Cloud computing has been one of the consistent success stories in the tech world and thrived mostly during the COVID-19 pandemic period. Organizations today are increasingly relying on cloud infrastructure. The global spending on cloud services has surged and about $80 billion per quarter, which is a 22% increase year-over-year.
Data centers are energy-intensive and require vast amounts of electricity for networking, cooling and power distribution. Demand for AI services is set to double U.S. power consumption by 2030 and the energy required is becoming a critical issue. Operators are already feeling the strain and some are even predicting that power shortages could stifle growth within the next two years.

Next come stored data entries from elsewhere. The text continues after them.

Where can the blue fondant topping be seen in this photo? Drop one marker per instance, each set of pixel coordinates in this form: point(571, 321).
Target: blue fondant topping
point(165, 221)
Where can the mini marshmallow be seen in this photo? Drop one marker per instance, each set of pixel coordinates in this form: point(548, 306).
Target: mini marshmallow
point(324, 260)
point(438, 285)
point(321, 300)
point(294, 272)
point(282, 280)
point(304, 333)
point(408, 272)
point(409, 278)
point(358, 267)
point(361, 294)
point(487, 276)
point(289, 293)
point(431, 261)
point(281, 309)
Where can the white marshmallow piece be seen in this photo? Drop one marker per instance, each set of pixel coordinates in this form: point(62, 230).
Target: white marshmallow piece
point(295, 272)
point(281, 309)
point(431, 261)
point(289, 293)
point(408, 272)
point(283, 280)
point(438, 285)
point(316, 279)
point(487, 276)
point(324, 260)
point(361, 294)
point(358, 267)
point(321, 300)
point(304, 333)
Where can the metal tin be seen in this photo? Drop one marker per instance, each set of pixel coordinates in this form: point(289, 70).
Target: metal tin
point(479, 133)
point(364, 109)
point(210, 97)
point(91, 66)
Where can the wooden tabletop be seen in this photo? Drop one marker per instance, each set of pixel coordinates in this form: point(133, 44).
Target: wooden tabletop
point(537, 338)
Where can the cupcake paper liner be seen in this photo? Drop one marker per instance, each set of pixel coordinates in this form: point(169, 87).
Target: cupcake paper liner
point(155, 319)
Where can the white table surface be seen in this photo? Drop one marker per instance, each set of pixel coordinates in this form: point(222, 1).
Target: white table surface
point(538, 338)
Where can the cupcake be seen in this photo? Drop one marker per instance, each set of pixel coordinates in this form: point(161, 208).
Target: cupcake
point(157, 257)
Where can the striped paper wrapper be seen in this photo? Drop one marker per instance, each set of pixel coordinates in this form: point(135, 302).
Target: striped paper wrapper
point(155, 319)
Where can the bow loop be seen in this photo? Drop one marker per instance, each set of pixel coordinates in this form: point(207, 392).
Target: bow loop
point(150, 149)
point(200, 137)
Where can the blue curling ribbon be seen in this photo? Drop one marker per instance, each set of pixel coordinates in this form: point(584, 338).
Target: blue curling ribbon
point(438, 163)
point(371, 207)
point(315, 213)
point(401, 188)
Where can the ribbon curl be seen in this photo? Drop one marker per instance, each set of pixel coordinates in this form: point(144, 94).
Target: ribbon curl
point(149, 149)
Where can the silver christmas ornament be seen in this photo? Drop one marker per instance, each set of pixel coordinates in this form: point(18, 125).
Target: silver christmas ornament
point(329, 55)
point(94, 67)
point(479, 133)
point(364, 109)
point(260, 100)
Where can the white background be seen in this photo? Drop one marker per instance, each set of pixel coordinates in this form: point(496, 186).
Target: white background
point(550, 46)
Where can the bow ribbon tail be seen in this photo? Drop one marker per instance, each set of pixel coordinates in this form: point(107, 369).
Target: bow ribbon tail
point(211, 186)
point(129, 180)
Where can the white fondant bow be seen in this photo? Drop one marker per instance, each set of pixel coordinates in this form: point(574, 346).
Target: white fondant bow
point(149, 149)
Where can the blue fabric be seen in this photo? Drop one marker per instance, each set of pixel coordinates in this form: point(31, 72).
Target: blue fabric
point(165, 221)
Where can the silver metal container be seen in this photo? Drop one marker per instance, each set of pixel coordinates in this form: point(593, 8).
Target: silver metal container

Cloud operators are exploring various solutions to address the challenge. Amazon Web Services (AWS) has acquired a data center campus next to a nuclear power plant in Pennsylvania. The location is strategic and allows AWS to tap into a steady supply of electricity to ensure long-term viability of its operations. However, deploying SMRs at scale is still years away.
Nuclear power does offer a promising solution, but it is equipped with challenges too. AWS’s nuclear-powered data center has faced objections from utility companies as they worry that it could reduce the amount of energy available to the grid. Hence, it is a broader challenge of balancing energy needs of cloud computing with those of the wider community.
Renewable energy sources are also being explored. Companies like Google and Meta have signed contracts to add renewable energy to the grid. IceCloud Integrated Services in Iceland is leveraging the abundant geothermal and hydropower resources of the country to offer a cloud service that is powered entirely by renewables.